Журналисты, затаив дыхание, слушали, как я с помощью поставленной прямо на лист бумаги мэра мощной рации военного образца отдаю командирам частей кодированные приказы вскрыть надлежащие пакеты. Советник Фаул истово пялился на меня и беззвучно шевелил губами — то ли повторял за мной команды, то ли молился. Отцы Города и Ответственные Лица сияли.
Вот и все, и больше мне здесь делать нечего. Я повернулся было, но журналисты стояли передо мной, как спартанцы у Фермопил. Раздался боевой клич их племени:
— Интервью!!!
— Минуту, — вклинился мэр, и все затихли. — Сначала я хотел бы сообщить, что господин Гарт избран почетным гражданином нашего города и награжден памятной медалью нашего города, которую мы вручаем лицам, сделавшим на благо города что-то серьезное и важное. — Он вручил мне синюю папку с тисненным золотом заковыристым гербом города и коробочку. Я (невольно оглянувшись в ожидании бойскаутов с барабаном) пожал мэру руку, принял регалии и стоял, равнодушно держа их перед собой. Мэр продолжал: — Кроме этого, мы отправили в правительство настоятельное ходатайство о награждении господина Гарта высшим орденом нашей страны.
Он громко захлопал, моментально подключились Отцы Города, Ответственные Лица и журналисты. Я снова глянул на Фаула — советник яростно аплодировал, держа перед собой ладони с растопыренными пальцами — как дети в цирке.
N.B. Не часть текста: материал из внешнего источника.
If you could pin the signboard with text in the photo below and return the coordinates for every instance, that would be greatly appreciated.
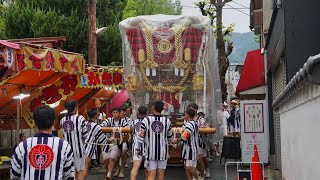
(254, 129)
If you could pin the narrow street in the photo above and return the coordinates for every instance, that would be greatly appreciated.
(177, 172)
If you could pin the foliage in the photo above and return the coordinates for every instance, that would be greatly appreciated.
(149, 7)
(42, 18)
(213, 9)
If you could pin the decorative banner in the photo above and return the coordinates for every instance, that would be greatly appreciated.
(253, 129)
(29, 58)
(50, 95)
(102, 77)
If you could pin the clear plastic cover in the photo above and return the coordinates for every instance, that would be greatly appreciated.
(174, 59)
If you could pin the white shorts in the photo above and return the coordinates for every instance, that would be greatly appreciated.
(136, 158)
(154, 165)
(223, 131)
(202, 152)
(79, 163)
(113, 153)
(124, 146)
(190, 163)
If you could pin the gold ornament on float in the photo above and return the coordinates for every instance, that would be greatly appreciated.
(187, 54)
(164, 46)
(197, 82)
(132, 82)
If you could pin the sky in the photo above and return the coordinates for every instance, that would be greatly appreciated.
(229, 15)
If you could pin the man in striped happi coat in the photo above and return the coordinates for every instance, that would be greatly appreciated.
(190, 138)
(156, 133)
(202, 150)
(137, 147)
(111, 153)
(75, 132)
(43, 156)
(95, 135)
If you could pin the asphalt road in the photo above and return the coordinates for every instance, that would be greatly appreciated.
(175, 172)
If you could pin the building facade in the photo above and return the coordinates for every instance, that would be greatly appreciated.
(284, 27)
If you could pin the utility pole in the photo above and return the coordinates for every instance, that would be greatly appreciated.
(92, 46)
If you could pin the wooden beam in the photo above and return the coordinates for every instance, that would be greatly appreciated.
(92, 51)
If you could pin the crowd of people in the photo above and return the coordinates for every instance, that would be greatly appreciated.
(45, 156)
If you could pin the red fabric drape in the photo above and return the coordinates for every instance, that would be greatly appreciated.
(252, 74)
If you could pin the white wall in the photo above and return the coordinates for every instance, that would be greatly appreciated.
(300, 134)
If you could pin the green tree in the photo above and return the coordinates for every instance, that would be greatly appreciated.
(213, 9)
(149, 7)
(41, 18)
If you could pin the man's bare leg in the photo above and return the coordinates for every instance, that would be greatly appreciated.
(189, 176)
(160, 173)
(124, 156)
(201, 167)
(152, 174)
(79, 175)
(112, 163)
(135, 168)
(86, 167)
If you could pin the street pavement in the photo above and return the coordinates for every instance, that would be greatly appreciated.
(175, 172)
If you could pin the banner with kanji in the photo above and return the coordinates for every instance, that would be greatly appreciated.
(102, 77)
(52, 94)
(28, 58)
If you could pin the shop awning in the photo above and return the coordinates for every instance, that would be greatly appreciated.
(252, 75)
(9, 44)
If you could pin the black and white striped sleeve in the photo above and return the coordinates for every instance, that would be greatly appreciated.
(85, 132)
(16, 162)
(100, 136)
(142, 132)
(169, 131)
(106, 123)
(187, 129)
(68, 168)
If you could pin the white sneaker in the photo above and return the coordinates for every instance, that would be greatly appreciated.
(208, 174)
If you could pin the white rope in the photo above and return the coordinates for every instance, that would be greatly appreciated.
(106, 144)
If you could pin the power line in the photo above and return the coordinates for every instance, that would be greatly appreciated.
(237, 10)
(240, 4)
(223, 8)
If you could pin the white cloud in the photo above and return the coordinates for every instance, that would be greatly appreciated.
(241, 20)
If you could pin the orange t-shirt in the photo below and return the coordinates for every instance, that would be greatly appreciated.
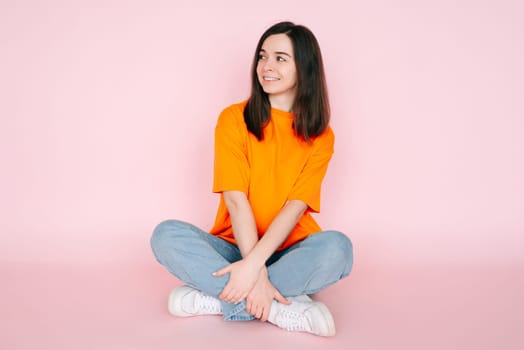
(270, 172)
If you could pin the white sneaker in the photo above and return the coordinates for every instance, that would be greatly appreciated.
(185, 301)
(303, 316)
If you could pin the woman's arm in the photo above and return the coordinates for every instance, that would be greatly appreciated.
(244, 274)
(277, 232)
(242, 220)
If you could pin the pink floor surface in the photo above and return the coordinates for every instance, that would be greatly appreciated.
(124, 307)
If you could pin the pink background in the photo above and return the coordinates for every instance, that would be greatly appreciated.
(107, 115)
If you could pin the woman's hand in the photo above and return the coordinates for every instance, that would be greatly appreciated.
(261, 296)
(242, 277)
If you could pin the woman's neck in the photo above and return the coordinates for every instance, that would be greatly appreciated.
(282, 102)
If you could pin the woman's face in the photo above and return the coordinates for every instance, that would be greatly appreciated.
(276, 70)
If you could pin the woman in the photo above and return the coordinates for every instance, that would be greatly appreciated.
(265, 253)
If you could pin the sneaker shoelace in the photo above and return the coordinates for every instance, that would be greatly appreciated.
(207, 304)
(293, 321)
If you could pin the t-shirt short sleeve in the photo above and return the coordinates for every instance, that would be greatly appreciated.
(308, 184)
(231, 166)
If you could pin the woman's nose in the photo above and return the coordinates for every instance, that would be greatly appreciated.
(268, 65)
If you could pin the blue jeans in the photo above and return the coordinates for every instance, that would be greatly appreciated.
(307, 267)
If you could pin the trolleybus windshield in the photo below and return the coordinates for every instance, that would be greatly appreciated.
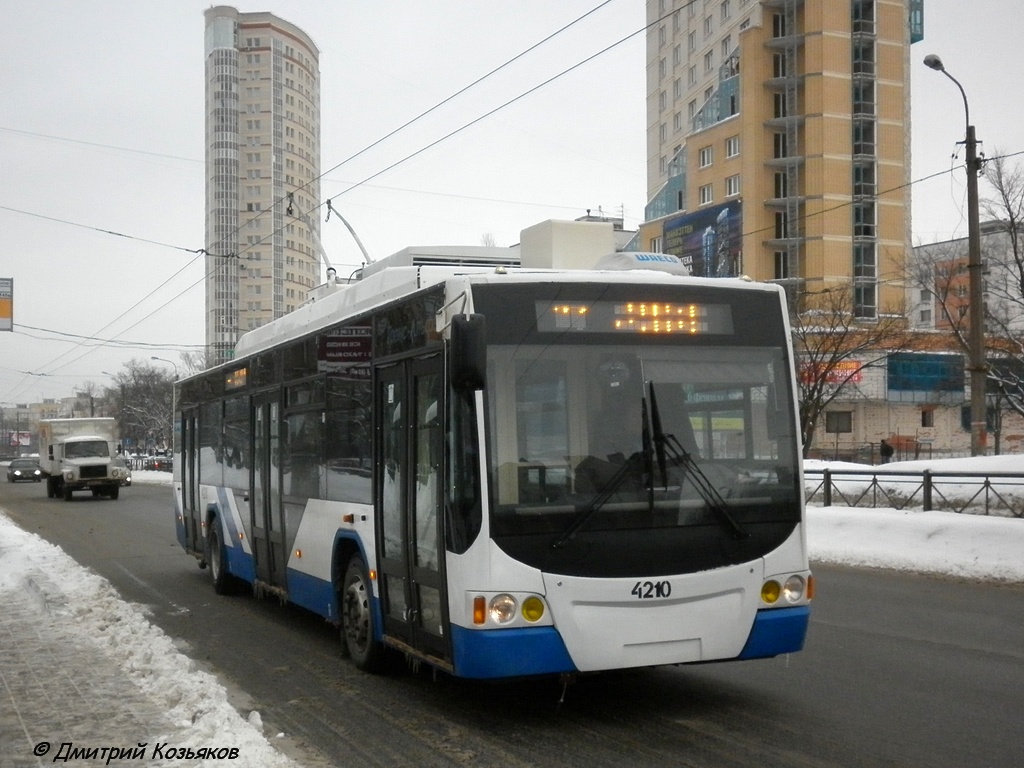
(666, 446)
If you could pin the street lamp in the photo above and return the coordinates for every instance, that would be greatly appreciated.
(976, 309)
(164, 359)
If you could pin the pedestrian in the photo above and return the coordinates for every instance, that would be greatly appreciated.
(886, 452)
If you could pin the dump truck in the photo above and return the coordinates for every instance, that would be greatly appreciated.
(78, 455)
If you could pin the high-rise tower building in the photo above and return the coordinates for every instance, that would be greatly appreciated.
(262, 170)
(778, 141)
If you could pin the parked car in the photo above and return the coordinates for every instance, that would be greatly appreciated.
(120, 461)
(159, 463)
(24, 469)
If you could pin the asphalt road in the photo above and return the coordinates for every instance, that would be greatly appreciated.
(898, 671)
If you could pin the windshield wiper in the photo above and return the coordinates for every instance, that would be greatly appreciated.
(668, 446)
(624, 471)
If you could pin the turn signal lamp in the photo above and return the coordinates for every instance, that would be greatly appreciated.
(770, 592)
(532, 609)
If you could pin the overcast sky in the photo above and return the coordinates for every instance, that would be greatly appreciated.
(101, 122)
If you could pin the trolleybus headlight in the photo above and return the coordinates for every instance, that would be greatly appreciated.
(770, 592)
(794, 589)
(503, 608)
(532, 609)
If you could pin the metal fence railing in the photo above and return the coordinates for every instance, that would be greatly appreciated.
(976, 493)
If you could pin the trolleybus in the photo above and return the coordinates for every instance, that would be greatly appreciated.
(506, 472)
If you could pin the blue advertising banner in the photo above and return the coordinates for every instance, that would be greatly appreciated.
(709, 241)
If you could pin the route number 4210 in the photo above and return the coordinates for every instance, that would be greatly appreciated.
(651, 590)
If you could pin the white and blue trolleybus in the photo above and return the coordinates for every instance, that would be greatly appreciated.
(504, 472)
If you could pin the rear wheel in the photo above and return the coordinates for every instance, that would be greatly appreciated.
(357, 625)
(216, 559)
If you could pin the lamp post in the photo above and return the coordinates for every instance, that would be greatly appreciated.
(164, 359)
(976, 308)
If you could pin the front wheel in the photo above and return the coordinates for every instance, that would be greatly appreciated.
(357, 623)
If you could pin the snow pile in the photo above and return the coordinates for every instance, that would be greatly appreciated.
(85, 605)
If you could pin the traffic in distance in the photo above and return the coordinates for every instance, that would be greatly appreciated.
(507, 472)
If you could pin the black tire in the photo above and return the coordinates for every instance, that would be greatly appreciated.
(217, 559)
(357, 623)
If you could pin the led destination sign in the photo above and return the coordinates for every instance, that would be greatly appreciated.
(634, 316)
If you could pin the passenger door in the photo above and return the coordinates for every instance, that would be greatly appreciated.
(192, 515)
(269, 557)
(411, 429)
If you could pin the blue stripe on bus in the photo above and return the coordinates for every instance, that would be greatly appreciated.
(777, 631)
(312, 594)
(494, 653)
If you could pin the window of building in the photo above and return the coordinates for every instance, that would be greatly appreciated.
(863, 179)
(779, 102)
(781, 265)
(778, 28)
(865, 300)
(863, 220)
(781, 225)
(778, 65)
(781, 184)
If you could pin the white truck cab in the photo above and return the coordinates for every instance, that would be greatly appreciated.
(78, 455)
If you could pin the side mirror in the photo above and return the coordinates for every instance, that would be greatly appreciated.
(468, 352)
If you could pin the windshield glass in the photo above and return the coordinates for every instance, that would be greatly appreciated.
(86, 450)
(641, 456)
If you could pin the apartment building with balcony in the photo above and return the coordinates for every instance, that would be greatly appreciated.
(778, 141)
(262, 170)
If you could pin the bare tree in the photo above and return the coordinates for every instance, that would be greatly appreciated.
(194, 361)
(1003, 253)
(141, 401)
(832, 345)
(940, 269)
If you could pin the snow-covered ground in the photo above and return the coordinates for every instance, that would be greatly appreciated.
(78, 601)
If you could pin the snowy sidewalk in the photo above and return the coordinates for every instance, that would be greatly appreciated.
(81, 667)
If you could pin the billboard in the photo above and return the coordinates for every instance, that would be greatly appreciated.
(709, 241)
(6, 303)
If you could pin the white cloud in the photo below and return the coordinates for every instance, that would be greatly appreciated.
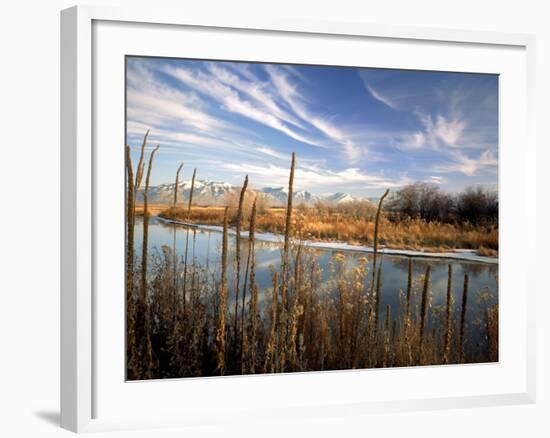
(380, 97)
(314, 179)
(415, 140)
(210, 86)
(468, 166)
(295, 100)
(439, 180)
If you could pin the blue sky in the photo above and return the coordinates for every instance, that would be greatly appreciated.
(354, 130)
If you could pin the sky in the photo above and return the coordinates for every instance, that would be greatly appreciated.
(354, 130)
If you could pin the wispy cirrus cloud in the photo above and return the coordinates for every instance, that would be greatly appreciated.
(229, 97)
(322, 179)
(289, 92)
(461, 163)
(354, 130)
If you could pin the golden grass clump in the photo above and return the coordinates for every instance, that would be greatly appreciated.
(315, 315)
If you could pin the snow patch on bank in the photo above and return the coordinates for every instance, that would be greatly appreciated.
(458, 254)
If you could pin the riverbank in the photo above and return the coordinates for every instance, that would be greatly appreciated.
(354, 225)
(457, 254)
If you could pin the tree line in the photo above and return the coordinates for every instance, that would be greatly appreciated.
(475, 205)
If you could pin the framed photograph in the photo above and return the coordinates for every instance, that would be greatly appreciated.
(290, 218)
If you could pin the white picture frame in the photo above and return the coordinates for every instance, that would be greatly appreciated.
(80, 337)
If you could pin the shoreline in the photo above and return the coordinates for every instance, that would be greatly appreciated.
(457, 254)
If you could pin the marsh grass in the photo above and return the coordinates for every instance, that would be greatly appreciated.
(309, 319)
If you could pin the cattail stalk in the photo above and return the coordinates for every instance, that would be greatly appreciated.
(408, 294)
(448, 316)
(238, 257)
(271, 349)
(146, 228)
(377, 300)
(220, 332)
(191, 193)
(174, 251)
(141, 164)
(387, 335)
(463, 320)
(130, 329)
(148, 359)
(253, 290)
(424, 310)
(284, 266)
(187, 240)
(375, 243)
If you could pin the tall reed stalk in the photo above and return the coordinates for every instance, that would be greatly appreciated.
(448, 316)
(375, 243)
(238, 258)
(220, 332)
(174, 251)
(253, 292)
(461, 335)
(284, 267)
(424, 311)
(130, 322)
(190, 203)
(377, 300)
(148, 356)
(141, 165)
(408, 293)
(271, 349)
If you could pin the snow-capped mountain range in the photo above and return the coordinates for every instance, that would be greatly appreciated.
(217, 193)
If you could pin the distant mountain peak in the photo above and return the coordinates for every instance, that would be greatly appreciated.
(207, 192)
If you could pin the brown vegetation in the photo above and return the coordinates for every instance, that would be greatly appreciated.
(341, 224)
(307, 321)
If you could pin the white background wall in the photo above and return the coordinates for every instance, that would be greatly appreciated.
(29, 216)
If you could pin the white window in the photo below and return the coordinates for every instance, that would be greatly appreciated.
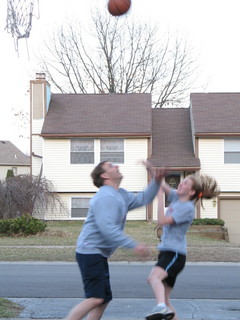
(112, 150)
(82, 151)
(231, 150)
(79, 207)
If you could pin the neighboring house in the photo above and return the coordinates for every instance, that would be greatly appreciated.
(11, 158)
(71, 133)
(216, 132)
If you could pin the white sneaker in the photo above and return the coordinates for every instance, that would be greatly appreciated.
(159, 313)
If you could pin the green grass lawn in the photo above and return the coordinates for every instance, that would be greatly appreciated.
(65, 233)
(9, 309)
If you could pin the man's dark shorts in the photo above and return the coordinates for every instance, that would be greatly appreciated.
(95, 276)
(173, 263)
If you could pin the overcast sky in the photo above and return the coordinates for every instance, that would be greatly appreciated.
(211, 27)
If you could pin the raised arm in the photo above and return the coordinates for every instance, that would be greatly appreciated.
(162, 218)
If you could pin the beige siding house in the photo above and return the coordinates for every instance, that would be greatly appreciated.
(11, 158)
(216, 131)
(71, 133)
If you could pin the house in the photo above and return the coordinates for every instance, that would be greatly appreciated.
(216, 136)
(11, 158)
(71, 133)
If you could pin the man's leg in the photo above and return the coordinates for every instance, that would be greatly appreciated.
(83, 308)
(168, 291)
(96, 313)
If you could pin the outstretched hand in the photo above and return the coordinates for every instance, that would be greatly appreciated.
(156, 173)
(141, 250)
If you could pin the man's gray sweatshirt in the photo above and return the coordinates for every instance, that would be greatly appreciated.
(102, 231)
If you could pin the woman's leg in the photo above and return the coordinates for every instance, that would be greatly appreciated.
(155, 278)
(168, 291)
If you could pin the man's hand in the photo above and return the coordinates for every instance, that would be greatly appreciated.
(159, 174)
(156, 173)
(141, 250)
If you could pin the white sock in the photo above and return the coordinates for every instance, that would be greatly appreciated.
(161, 305)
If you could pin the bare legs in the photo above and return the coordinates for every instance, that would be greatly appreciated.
(160, 289)
(93, 307)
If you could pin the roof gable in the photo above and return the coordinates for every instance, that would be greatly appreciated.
(98, 114)
(11, 155)
(172, 139)
(216, 113)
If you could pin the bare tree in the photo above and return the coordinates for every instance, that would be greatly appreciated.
(119, 56)
(24, 194)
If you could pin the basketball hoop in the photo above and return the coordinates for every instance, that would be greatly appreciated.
(19, 18)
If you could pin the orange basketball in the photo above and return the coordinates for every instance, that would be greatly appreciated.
(118, 7)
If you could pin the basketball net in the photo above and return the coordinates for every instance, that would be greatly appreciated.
(19, 18)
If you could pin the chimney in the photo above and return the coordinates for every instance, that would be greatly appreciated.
(40, 76)
(40, 96)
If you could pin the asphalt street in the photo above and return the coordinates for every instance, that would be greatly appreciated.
(207, 291)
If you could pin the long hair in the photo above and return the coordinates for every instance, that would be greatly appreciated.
(205, 187)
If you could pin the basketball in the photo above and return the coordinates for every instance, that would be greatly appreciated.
(118, 7)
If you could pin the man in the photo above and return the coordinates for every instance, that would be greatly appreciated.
(102, 234)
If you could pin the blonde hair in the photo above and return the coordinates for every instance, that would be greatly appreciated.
(204, 187)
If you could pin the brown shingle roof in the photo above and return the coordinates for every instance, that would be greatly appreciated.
(91, 114)
(172, 139)
(216, 113)
(11, 155)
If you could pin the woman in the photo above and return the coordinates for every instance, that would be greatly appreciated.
(173, 246)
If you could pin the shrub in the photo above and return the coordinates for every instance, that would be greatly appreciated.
(208, 221)
(25, 225)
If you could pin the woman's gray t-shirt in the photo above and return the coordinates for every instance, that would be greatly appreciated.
(174, 235)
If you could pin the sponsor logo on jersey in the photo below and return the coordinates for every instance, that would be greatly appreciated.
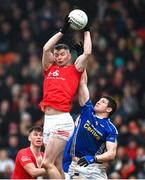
(25, 158)
(91, 129)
И мне стало чуточку неловко стоять вот так, с кислой физиономией, посреди охваченных искренней радостью людей, но ничего я не мог с собой поделать…
— Интервью!!! — прогремел вновь боевой клич.
И я стал говорить — тихо, медленно, тщательно взвешивая слова. Рассказал о людях, которые здесь погибли, о своем разговоре с Регаром, о том, какое решение я принял и чем руководствовался. Окончив, уставился в пол и сказал:
— Вопросы?
— Вы рассчитываете, что эвакуация пройдет гладко?
— Надеюсь.
— Представляют ли опасность террористы?
— Их раздавят.
И я двинулся прямо на них, они поворчали, но расступились, и тут я, словно на стену, натолкнулся на вопрос:
— Вы не боитесь, что однажды все повторится? Что это только начало? Его задал седой пожилой мужчина, чем-то выделявшийся в толпе, — видимо, настоящий научный обозреватель, а не липовый, которым столь бездарно попробовав прикидываться я. Настоящие научные обозреватели, как правило, — люди серьезные и образованные… Я не ответил.
— Доброе утро, Анна.
— Доброе утро. Снова ушли ни свет ни заря? Как ваши дела?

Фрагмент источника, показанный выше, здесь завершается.